Deklarasi Djuanda memuat hukum teritorial yang mengatur wilayah laut-laut bebas pemisah pulau di wilayah Indonesia. Hukum tentang wilayah laut Indonesia ini diperjuangkan pada masa pemerintahan Kabinet Djuanda.

Sebelumnya, kapal-kapal asing bebas mengarungi lautan Indonesia. Kondisi tersebut menyulitkan Indonesia dalam melakukan pengawasan wilayah Indonesia. Pengakuan atas Deklarasi Djuanda dalam Konvensi Hulum Laut PBB membuat wilayah Republik Indonesia menjadi semakin luas. Wilayah Indonesia bertambah hingga 2,5 kali lipat setelah adanya deklarasi tersebut.

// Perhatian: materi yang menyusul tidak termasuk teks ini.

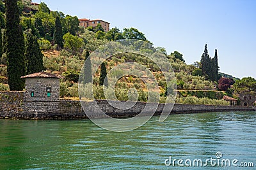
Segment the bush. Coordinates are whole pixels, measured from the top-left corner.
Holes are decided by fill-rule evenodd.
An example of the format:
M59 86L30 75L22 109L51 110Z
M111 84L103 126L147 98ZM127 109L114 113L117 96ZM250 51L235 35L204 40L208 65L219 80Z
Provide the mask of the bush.
M75 83L72 87L68 87L68 96L73 97L78 97L78 84Z
M44 38L39 39L37 40L37 42L38 43L41 50L49 50L52 47L52 45L51 44L50 41Z
M198 98L195 96L188 96L186 97L177 99L179 103L182 104L212 104L212 105L229 105L230 103L223 99L216 100L211 99L207 97Z
M74 70L67 71L66 72L63 73L63 76L65 76L65 79L72 81L75 83L78 82L79 79L79 74L80 73Z
M66 83L61 82L60 84L60 96L63 97L68 94L68 89Z
M8 85L4 85L0 83L0 91L7 91L10 90Z
M194 76L202 76L203 75L203 72L200 69L195 69L192 72L192 75Z

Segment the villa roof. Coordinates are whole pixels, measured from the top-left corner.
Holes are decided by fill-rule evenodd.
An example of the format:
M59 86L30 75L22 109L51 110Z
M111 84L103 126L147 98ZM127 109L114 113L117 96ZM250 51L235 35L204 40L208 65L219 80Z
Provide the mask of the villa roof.
M47 73L45 71L41 71L41 72L38 72L38 73L33 73L31 74L22 76L20 78L35 78L35 77L64 78L63 76L52 74L52 73Z
M102 21L102 22L105 22L106 23L110 24L109 22L108 22L106 21L104 21L104 20L100 20L100 19L96 19L96 20L88 20L87 18L81 18L81 19L79 19L79 21Z
M227 96L224 96L222 98L222 99L225 100L225 101L237 101L237 99L234 99L234 98L230 97Z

Ringkasan peristiwa yang terjadi pada masa demokrasi parlementer dapat dilihat seperti isi tabel di bawah.

Baca Juga: Tokoh Penggagas dan Pendiri Budi Utomo

Kondisi Masyarakat pada Mada Demokrasi Liberal

Beberapa gejolak politik dan permasalahan ekonomi mempengaruhi kehidupan sosial masyarakat Indonesia. Gejolak politik yang terjadi menyebabkan munculnya gangguan kemanan di berbagai tempat. Dari segi ekonomi, upaya perbaikan ekonomi yang tidak berjalan lancar. Kondisi ini menyebabkan peningkatan angka kemiskinan dan pengangguran.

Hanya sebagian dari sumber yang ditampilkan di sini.